What is Mutation? Mutations are changes in a genomic sequence : The DNA sequence of a cell's genome or the DNA or RNA sequence of a virus. They can be defined as sudden and spontaneous changes in the cell.
Mutations can involve large sections of DNA becoming duplicated, usually through genetic recombination. These duplications are a major source of raw material for evolving new genes, with tens to hundreds of genes duplicated in animal genomes every million years.
Most genes belong to larger families of genes of shared ancestry. Novel genes are produced by several methods, commonly through the duplication and mutation of an ancestral gene, or by recombining parts of different genes to form new combinations with new functions.
Domains act as modules, each with a particular and independent function, that can be mixed together to produce genes encoding new proteins with novel properties.
For example, the human eye uses four genes to make structures that sense light: three for color vision and one for night vision; all four arose from a single ancestral gene. Another advantage of duplicating a gene (or even an entire genome) is that this increases redundancy; this allows one gene in the pair to acquire a new function while the other copy performs the original function.
Changes in chromosome number may involve even larger mutations, where segments of the DNA within chromosomes break and then rearrange.
Sequences of DNA that can move about the genome, such as transposons, make up a major fraction of the genetic material of plants and animals, and may have been important in the evolution of genomes.

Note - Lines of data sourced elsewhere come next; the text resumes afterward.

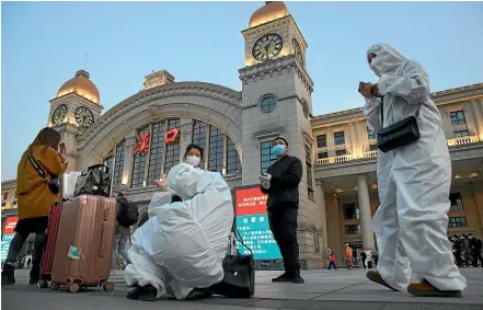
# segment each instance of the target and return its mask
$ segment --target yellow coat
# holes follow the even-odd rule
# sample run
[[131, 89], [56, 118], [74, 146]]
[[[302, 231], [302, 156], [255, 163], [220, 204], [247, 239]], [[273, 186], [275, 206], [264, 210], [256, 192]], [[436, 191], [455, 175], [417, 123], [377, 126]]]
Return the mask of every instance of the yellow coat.
[[[67, 163], [62, 163], [60, 154], [50, 147], [34, 145], [32, 157], [48, 175], [60, 175], [66, 171]], [[19, 162], [16, 191], [19, 219], [48, 216], [51, 204], [60, 198], [50, 192], [47, 180], [41, 177], [28, 161], [28, 150]]]

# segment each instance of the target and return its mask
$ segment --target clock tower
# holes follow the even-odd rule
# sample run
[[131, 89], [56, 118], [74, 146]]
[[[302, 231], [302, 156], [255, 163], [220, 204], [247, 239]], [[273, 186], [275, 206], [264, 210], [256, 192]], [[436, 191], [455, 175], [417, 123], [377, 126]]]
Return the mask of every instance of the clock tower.
[[245, 67], [242, 81], [243, 185], [260, 184], [258, 175], [275, 158], [272, 141], [288, 140], [289, 154], [303, 164], [297, 237], [302, 267], [321, 267], [322, 222], [314, 200], [311, 129], [313, 83], [307, 72], [307, 42], [281, 1], [266, 1], [242, 31]]
[[47, 126], [55, 128], [66, 143], [69, 171], [76, 170], [77, 137], [84, 133], [100, 116], [103, 106], [95, 84], [89, 72], [79, 70], [65, 82], [50, 100]]

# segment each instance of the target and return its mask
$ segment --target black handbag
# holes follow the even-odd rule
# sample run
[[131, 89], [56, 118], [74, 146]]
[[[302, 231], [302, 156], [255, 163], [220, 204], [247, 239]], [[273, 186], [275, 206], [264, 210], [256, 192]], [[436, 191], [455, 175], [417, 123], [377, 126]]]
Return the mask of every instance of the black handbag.
[[55, 176], [50, 176], [50, 179], [48, 179], [47, 174], [44, 172], [44, 170], [42, 170], [41, 164], [32, 157], [32, 154], [28, 154], [28, 161], [37, 172], [38, 176], [47, 180], [48, 190], [50, 190], [54, 195], [57, 195], [60, 192], [59, 180]]
[[[384, 97], [381, 97], [381, 125], [384, 124]], [[417, 111], [414, 115], [401, 119], [391, 126], [382, 128], [378, 133], [378, 148], [386, 152], [396, 148], [414, 143], [421, 138], [419, 127], [417, 127], [417, 116], [419, 115], [421, 103], [417, 104]]]
[[104, 164], [94, 164], [82, 171], [77, 179], [73, 196], [82, 194], [111, 197], [111, 174]]
[[210, 294], [221, 295], [228, 298], [250, 298], [255, 294], [255, 261], [253, 259], [253, 251], [245, 245], [234, 223], [233, 232], [237, 240], [243, 244], [251, 254], [227, 254], [223, 260], [223, 279], [206, 290]]

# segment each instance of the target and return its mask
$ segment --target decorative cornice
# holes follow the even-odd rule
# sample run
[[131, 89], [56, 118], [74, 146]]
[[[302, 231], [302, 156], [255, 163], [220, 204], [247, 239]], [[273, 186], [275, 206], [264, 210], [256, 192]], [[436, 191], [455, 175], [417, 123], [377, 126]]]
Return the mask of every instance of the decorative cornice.
[[294, 54], [242, 68], [239, 70], [240, 80], [245, 84], [250, 79], [252, 79], [253, 82], [256, 82], [257, 79], [263, 80], [265, 76], [269, 76], [272, 78], [274, 73], [281, 74], [284, 69], [287, 69], [288, 71], [294, 69], [297, 76], [302, 80], [302, 83], [307, 90], [313, 92], [312, 80], [307, 71], [300, 67]]
[[152, 89], [139, 91], [137, 94], [122, 101], [116, 106], [102, 115], [87, 131], [79, 137], [79, 149], [85, 147], [87, 141], [97, 135], [108, 124], [114, 122], [119, 115], [127, 113], [140, 104], [154, 101], [161, 97], [177, 96], [177, 95], [199, 95], [217, 99], [238, 108], [242, 108], [241, 92], [211, 83], [204, 82], [177, 82], [165, 85], [156, 87]]

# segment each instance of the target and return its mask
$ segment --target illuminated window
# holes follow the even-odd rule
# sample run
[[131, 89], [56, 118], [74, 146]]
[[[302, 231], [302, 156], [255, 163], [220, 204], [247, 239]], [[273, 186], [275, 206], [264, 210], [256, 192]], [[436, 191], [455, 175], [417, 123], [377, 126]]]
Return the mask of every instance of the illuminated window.
[[450, 211], [462, 211], [463, 210], [463, 199], [460, 193], [449, 194], [449, 200], [451, 202]]
[[166, 131], [165, 129], [166, 128], [164, 120], [152, 124], [147, 185], [152, 185], [154, 180], [159, 180], [161, 177], [164, 153], [164, 134]]
[[265, 141], [261, 143], [261, 170], [265, 173], [268, 167], [271, 167], [277, 158], [272, 152], [272, 141]]
[[334, 133], [334, 143], [336, 146], [345, 145], [344, 131]]
[[227, 137], [227, 174], [237, 173], [241, 169], [240, 157], [230, 137]]
[[452, 125], [463, 125], [467, 124], [467, 118], [464, 117], [464, 112], [462, 110], [449, 113]]
[[222, 172], [223, 169], [223, 133], [215, 127], [209, 126], [209, 157], [208, 170]]
[[123, 170], [124, 170], [124, 145], [126, 141], [122, 141], [116, 147], [116, 154], [114, 159], [114, 172], [113, 172], [113, 185], [120, 185], [123, 183]]
[[[179, 128], [180, 118], [168, 120], [168, 130]], [[180, 163], [180, 141], [166, 146], [166, 160], [164, 161], [164, 173], [169, 173], [170, 169]]]
[[448, 228], [468, 227], [465, 217], [450, 217]]
[[[137, 131], [136, 137], [149, 133], [149, 126]], [[136, 145], [136, 142], [135, 142]], [[137, 153], [134, 156], [131, 187], [141, 187], [145, 182], [146, 153]]]

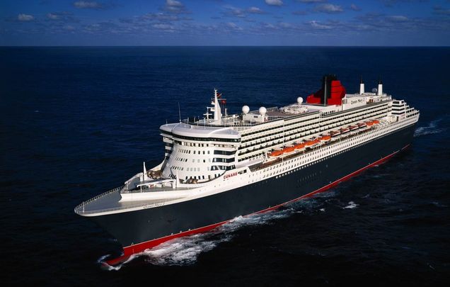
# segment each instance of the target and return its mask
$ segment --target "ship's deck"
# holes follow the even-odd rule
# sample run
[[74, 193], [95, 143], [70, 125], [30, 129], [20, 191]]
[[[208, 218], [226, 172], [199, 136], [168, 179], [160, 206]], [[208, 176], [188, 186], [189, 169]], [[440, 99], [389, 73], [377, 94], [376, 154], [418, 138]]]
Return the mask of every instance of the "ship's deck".
[[[75, 208], [75, 213], [80, 215], [87, 215], [108, 211], [125, 210], [144, 206], [154, 206], [158, 203], [176, 201], [180, 198], [161, 198], [146, 201], [119, 201], [121, 198], [120, 190], [118, 187], [85, 201]], [[168, 191], [170, 192], [170, 191]]]

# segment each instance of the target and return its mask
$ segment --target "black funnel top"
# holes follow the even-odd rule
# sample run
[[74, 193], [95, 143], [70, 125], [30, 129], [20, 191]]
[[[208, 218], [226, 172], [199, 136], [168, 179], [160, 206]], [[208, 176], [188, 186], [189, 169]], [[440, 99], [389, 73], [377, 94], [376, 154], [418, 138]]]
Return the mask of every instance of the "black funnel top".
[[334, 74], [328, 74], [322, 78], [322, 89], [323, 89], [323, 99], [322, 103], [327, 105], [328, 99], [331, 96], [331, 81], [337, 80], [338, 78]]

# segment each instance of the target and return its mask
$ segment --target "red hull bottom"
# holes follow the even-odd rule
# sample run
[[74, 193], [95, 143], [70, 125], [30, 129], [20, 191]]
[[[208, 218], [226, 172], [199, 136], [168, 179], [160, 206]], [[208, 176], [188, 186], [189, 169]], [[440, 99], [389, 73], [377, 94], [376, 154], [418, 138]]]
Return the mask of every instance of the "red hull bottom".
[[[353, 177], [360, 173], [362, 173], [362, 171], [364, 171], [364, 170], [369, 169], [371, 167], [373, 167], [374, 166], [376, 165], [379, 165], [385, 162], [386, 162], [387, 160], [388, 160], [390, 158], [391, 158], [392, 157], [393, 157], [396, 154], [397, 154], [398, 152], [405, 150], [405, 148], [407, 148], [410, 145], [406, 145], [405, 147], [403, 147], [401, 150], [398, 150], [395, 152], [393, 152], [392, 154], [388, 155], [387, 157], [385, 157], [371, 164], [369, 164], [367, 167], [364, 167], [362, 169], [359, 169], [358, 170], [357, 170], [356, 171], [354, 171], [340, 179], [338, 179], [337, 181], [335, 181], [332, 183], [330, 183], [330, 184], [328, 184], [323, 187], [321, 187], [321, 188], [318, 188], [313, 192], [311, 192], [308, 194], [306, 194], [304, 196], [300, 196], [297, 198], [293, 199], [292, 201], [285, 202], [284, 203], [279, 204], [278, 206], [273, 206], [271, 207], [270, 208], [267, 208], [252, 214], [249, 214], [247, 215], [246, 216], [250, 216], [253, 214], [258, 214], [258, 213], [266, 213], [266, 212], [269, 212], [269, 211], [272, 211], [272, 210], [275, 210], [276, 209], [278, 209], [279, 208], [280, 208], [281, 206], [283, 206], [286, 204], [289, 204], [297, 201], [299, 201], [301, 199], [303, 198], [306, 198], [308, 197], [311, 197], [312, 196], [313, 196], [314, 194], [318, 193], [320, 192], [323, 192], [328, 189], [330, 189], [335, 186], [337, 186], [338, 184], [339, 184], [340, 183], [342, 182], [342, 181], [345, 181], [347, 180], [348, 180], [349, 179], [350, 179], [351, 177]], [[123, 255], [122, 255], [120, 257], [115, 258], [115, 259], [110, 259], [110, 260], [107, 260], [105, 263], [106, 263], [107, 264], [110, 265], [110, 266], [115, 266], [115, 265], [117, 265], [120, 264], [122, 264], [125, 261], [126, 261], [127, 260], [128, 260], [129, 259], [129, 257], [133, 255], [133, 254], [136, 254], [140, 252], [144, 252], [146, 249], [151, 249], [153, 247], [155, 247], [159, 244], [161, 244], [161, 243], [166, 242], [167, 241], [171, 240], [175, 238], [178, 238], [178, 237], [185, 237], [185, 236], [189, 236], [189, 235], [195, 235], [195, 234], [198, 234], [198, 233], [204, 233], [204, 232], [207, 232], [208, 231], [210, 231], [216, 227], [217, 227], [218, 226], [222, 225], [228, 222], [229, 222], [231, 220], [226, 220], [226, 221], [223, 221], [221, 223], [215, 223], [211, 225], [208, 225], [208, 226], [204, 226], [202, 227], [200, 227], [200, 228], [197, 228], [197, 229], [194, 229], [192, 230], [189, 230], [189, 231], [185, 231], [185, 232], [180, 232], [175, 235], [169, 235], [169, 236], [166, 236], [164, 237], [161, 237], [161, 238], [158, 238], [156, 240], [150, 240], [150, 241], [147, 241], [145, 242], [142, 242], [142, 243], [139, 243], [134, 245], [132, 245], [132, 246], [129, 246], [129, 247], [124, 247], [123, 249]]]

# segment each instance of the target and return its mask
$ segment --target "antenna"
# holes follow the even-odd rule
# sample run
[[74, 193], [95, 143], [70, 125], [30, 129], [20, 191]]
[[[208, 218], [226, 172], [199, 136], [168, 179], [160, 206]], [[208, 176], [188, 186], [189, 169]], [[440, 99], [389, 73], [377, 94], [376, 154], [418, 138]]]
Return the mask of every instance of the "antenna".
[[181, 123], [181, 111], [180, 110], [180, 102], [178, 102], [178, 116], [180, 117], [180, 123]]

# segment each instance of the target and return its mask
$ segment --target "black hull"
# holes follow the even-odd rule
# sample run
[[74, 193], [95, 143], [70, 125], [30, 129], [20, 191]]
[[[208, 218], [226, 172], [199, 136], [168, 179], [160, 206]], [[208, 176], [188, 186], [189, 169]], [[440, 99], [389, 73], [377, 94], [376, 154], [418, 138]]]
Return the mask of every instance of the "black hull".
[[408, 145], [415, 125], [285, 175], [195, 200], [91, 218], [124, 247], [223, 223], [317, 191]]

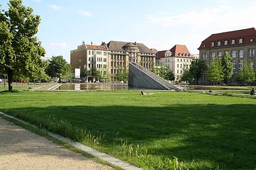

Nonlethal mutations accumulate within the gene pool and increase the amount of genetic variation. The abundance of some genetic changes within the gene pool can be reduced by natural selection, while other "more favorable" mutations may accumulate and result in adaptive changes.
Neutral mutations are defined as mutations whose effects do not influence the fitness of an individual. These can accumulate over time due to genetic drift.
Mutation is generally accepted by biologists as the mechanism by which natural selection acts, generating advantageous new traits that survive and multiply in offspring as well as disadvantageous traits, in less fit offspring, that tend to die out.